Rocketeer - free flight gas model.
Quote: "THE Rocketeer represents an evolution in design from a perfectly rotten experimental job into an ultimate in medium-size Class C contest ships. After watching "jallopies" take home the bacon in innumerable contests and analyzing their faults and their good points, the first of the Rocketeer designs was formulated.
Originally we planned a ship that would have a low center of lateral area, a rather long moment arm, a low center of gravity, high thrust line, and a real pendulum effect to increase directional stability. The first of the ships had the customary wing with dihedral in a V form. After mediocre results this was modified until the present form of tip dihedral was evolved. The first ship had a tail moment arm that was too short, and which was subsequently lengthened. It was hard to adjust, a matter which was remedied by enlarging the "belly," giving a better placement of lateral area.

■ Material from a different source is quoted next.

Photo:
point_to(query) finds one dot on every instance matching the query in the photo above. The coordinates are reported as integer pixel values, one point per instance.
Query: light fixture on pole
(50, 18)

The final design was built into the present ship, which was completed in the dim, dark hours of the morning of April 19th. We had entered the contest held that day at Creedmore, L.I., and everything was ready for a stellar performance, except for one small item - the timer had not been checked. It was an old timer, erratic and undependable, and after the first test flights we knew we'd have trouble with it. But as all fliers will, on occasion, we took a chance. We paid our entry fee and the plane was sent up on an "official."
The ship climbed beautifully - almost straight up. A steep 'hang type' of climb that took the spectators by storm. We had the contest sewed up, and were just about to celebrate when our timer turned aside, shook his head and muttered "Sorry, fellows. Twenty-four-second motor run. Unofficial flight."
But the Rocketeer stayed up. Fifteen minutes later it was still over the field, according to unofficial timers. Gradually the higher currents took the ship and it drifted east and disappeared in the haze of the afternoon. Somebody else won the contest. We were heartbroken. Two days later we received a card: 'Dear Mr Schoenbrun,' it read. 'Your ship landed here at five o'clock Sunday afternoon. Please come and get it.' The address was a point some thirty-five miles from the starting place. It had landed about three hours after being launched."